Laporte s’est exécuté après avoir mené sa première partie du plan en se défaisant de cadors comme Wout van Aert et Mathieu Van der Poel. "On était un peu détaché d’eux avec Matteo (Jorgenson, son équipier chez Visma-Lease a Bike) au deuxième passage et quand on est revenu sur le plat, j’ai dit à Matteo, ‘prends ma roue, on y va à deux’, ça a marché et on est revenu sur un groupe en chasse patate. Je n’ai pas trop roulé non plus parce qu’il y avait Valentin mais j’entretenais un peu, on ne sait jamais comment Valentin se sent parce qu’il était avec Remco. Arriver au dernier passage de Montmartre, ils m’ont dit de ne plus rouler du tout donc je savais que Valentin allait jouer une médaille ou quelque chose. Mais savoir laquelle, je ne savais pas?" Lui-même ignorait avoir décroché le bronze au moment de couper la ligne d’arrivée.

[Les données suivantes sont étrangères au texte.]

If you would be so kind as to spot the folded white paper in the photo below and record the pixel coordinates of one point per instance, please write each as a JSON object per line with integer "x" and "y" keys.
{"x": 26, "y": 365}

Voeckler savoure son succès et son choix de ne pas retenir les coureurs en fonction du classement mondial, après avoir notamment choisi de ne pas retenir Benoit Cosnefroy. "Avant de parler tactique et avant de venir ici, je leur ai juste demandé une chose, c’est me faire confiance parce que j’étais convaincu de la seule manière d’y arriver", conclut Voeckler. "Faire deux et trois, c’est le bonus. Je n’ai pas de problème à dire que je suis fier. Bien sûr que c’est eux qui pédalent mais je me suis cassé la tête, je me suis mis en danger aussi, je leur ai donné toute la force que j’avais en moi, à ma manière." Et cela paie depuis cinq ans maintenant.